# Barking, hackles raising, with tail wagging?



## ZephyrSong (Oct 2, 2012)

I'm not sure whats up with my baby Jäger lately. We have our routine in the morning where I get up take him outside for a quick potty break, come back inside to get fed, and when I get back from dropping my son off at the bus stop we go straight outside for a walk. We always go the same way for the walk, but for the past 2 days there has been another person walking their dog in the same area (I live in a townhome complex). Every time Jäger sees them he starts freaking out. He gets this deep bark going and his hackles raise up, but his tail is wagging a million miles a minute. I can't tell if he is excited about seeing another dog or if he is mad about it. The other person turned around the first time this happened, but today he had to cross my path to get where he needed to go. I held Jäger back and kept telling him quiet, which normally works with barking, but he kepts pulling hard at the leash and barking that deep bark. 

He has been around other dogs before, and he is normally very submissive around them. But around the house I see a different side of him with dogs.

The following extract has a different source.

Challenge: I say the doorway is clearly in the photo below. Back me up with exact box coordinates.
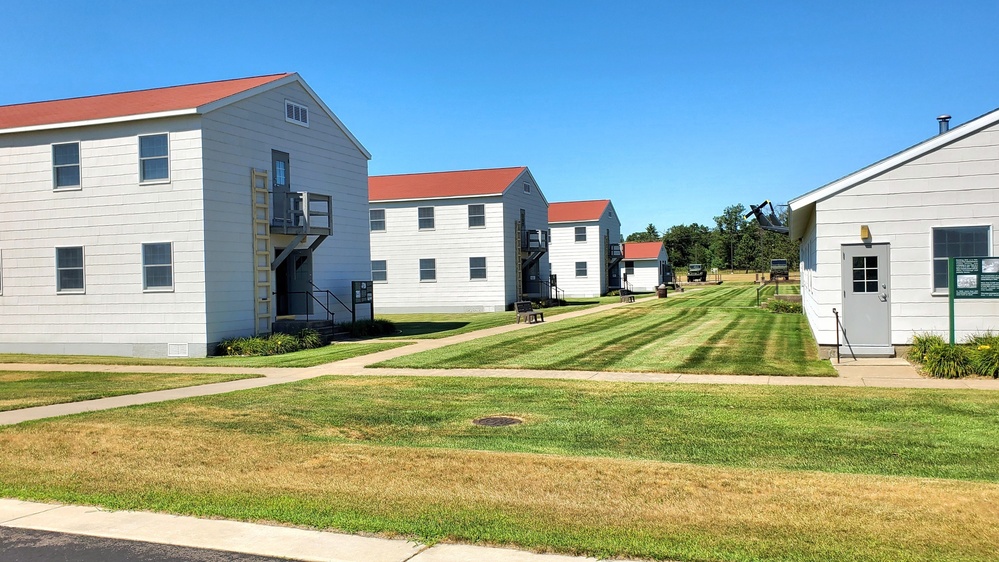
[840,243,892,355]
[275,249,313,316]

My neighbor has 2 dogs and the one time we met outside by accident with him Jäger did the same thing, but as soon as their dog got some what close he yelped and tried to run away, while peeing. He has never been attacked or had a bad experience with another dog, and my neighbors dog looked like he just wanted to play and wasn't being aggressive. 

He only acts like this with dogs, with people he is mister friendly I love you man. People are his favorite thing to come across on a walk, he just wants to get pet and fall at your feet in adoration. 

I guess to get to the point, is there a way I can stop his behavior? I can't tell if he is being aggressive or is scared with these other dogs and honestly if a dog was acting the way he is towards me I wouldn't want to get to close just in case.


----------



## codmaster (Aug 5, 2009)

How old is he? Does he get any interaction with other dogs? I.E. puppy class or something?


----------



## ZephyrSong (Oct 2, 2012)

He is going to be four months old in a few days. He has had interaction with my cousins 2 dogs, and also a few trips to the small dog part of a local dog park.

He gets most of this interaction with my cousins dogs, they all get along great with each other. But like I said he is pretty submissive to them. I only noticed the barking and what not around when we are outside around the house. I was thinking that it might be a territory thing or something.


----------